Rather what Stoll based his argument on was the need for "human contact," which he was sure the Internet would fail to provide. The result was that where his predictions were correct he was far off the mark in regard to the reasons why (those matters of economics, politics, power), and totally wrong about other points, like his dismissal of online retail and the possibility that it might threaten the business of brick-and-mortar stores, or the viability of online publishing. The truth is that when it comes to mundane tasks like buying cornflakes and underwear convenience, and cheapness, counts for infinitely more than "human contact" with the hassled, time- and cash-strapped great majority of us--while where their performance is concerned human contact is, to put it mildly, overrated. Indeed, it is often a thing many, not all of them introverts, would take some trouble to avoid. (Do you really love encountering pushy salespersons? Long checkout lines where you encounter more rude people? Sales clerks of highly variable competence and personability? For any and all of whom dealing with you may not exactly be the highlight of their own day, one might add?) Indeed, looking at a college classroom in recent years one sees two of his predictions belied, as they are reminded that, while Stoll may indeed be right that "[a] network chat line is a limp substitute for meeting friends over coffee," the average college student much prefers that "limp substitute" to chatting with their neighbors, let alone attending to that instructor right there in the room with them, whom large numbers of them happily replace with an online equivalent whenever this becomes practical.
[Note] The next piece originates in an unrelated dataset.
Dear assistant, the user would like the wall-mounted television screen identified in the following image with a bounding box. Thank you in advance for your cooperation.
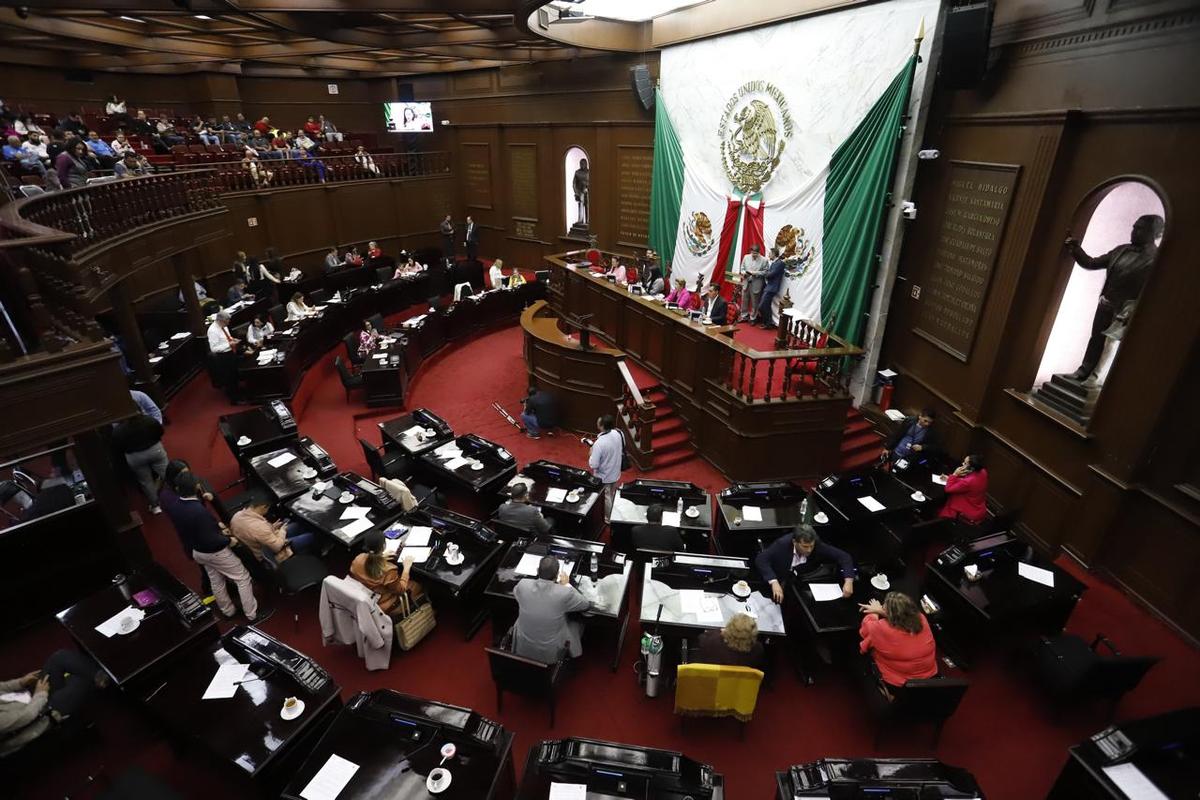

Thus does it go with other "entertainments." Stoll may well be right that "no interactive multimedia display comes close to the excitement of a live concert," but how often do most people get to go to those? In the meantime the multimedia display has something to commend it against the other substitutes (like the Walkman of Stoll's day). And this is even more the case with his remark that no one would "prefer cybersex to the real thing." After all, the "real thing" isn't so easy for many to come by (even when they aren't coping with pandemic and economic collapse), while even for those for whom it might be an option it seems that not merely cybersex with the real, but "love with the virtual," is competitive enough with the real kind to make many a social critic wag their tongues (with, I suspect, what is treated as a Japanese phenomenon today, like the "hikikomori," likely to prove far from unique to that country in the years ahead).

Far more than Stoll, Edward Castronova and Jane McGonigal seem to have been on the right track when writing about how poorly our workaday world comes off next to the freedoms, stimulation, satisfaction of virtuality, especially when we consider what that reality is like not for the elite who generally get to make a living offering their opinions in public, but the vast majority of the population on the lower rungs of the social hierarchy, facing a deeply unequal, sneering world which every day and in every possible way tells them "I don't care about your problems." Indeed, while a certain sort of person will smugly dismiss any remark about how the world is changing with a brazen a priori confidence that things are always pretty much the same, it seems far from implausible that things are getting worse that way (it's hard to argue with a thing like falling life expectancy!), while it seems there is reason to think that the virtual is only getting more alluring, with people actually wanting it more, not less, as it becomes more familiar to them--a familiar friend rather than something they know only from the Luddite nightmares of so much bottom-feeding sci-fi. In fact, it does not seem too extreme to suspect that many have as little as they can to do with the real offline world--and that only because of the unavoidable physical necessities of dealing with it, on terms that make it any more attractive, only underlining the superiority of the virtual in life as they have lived it.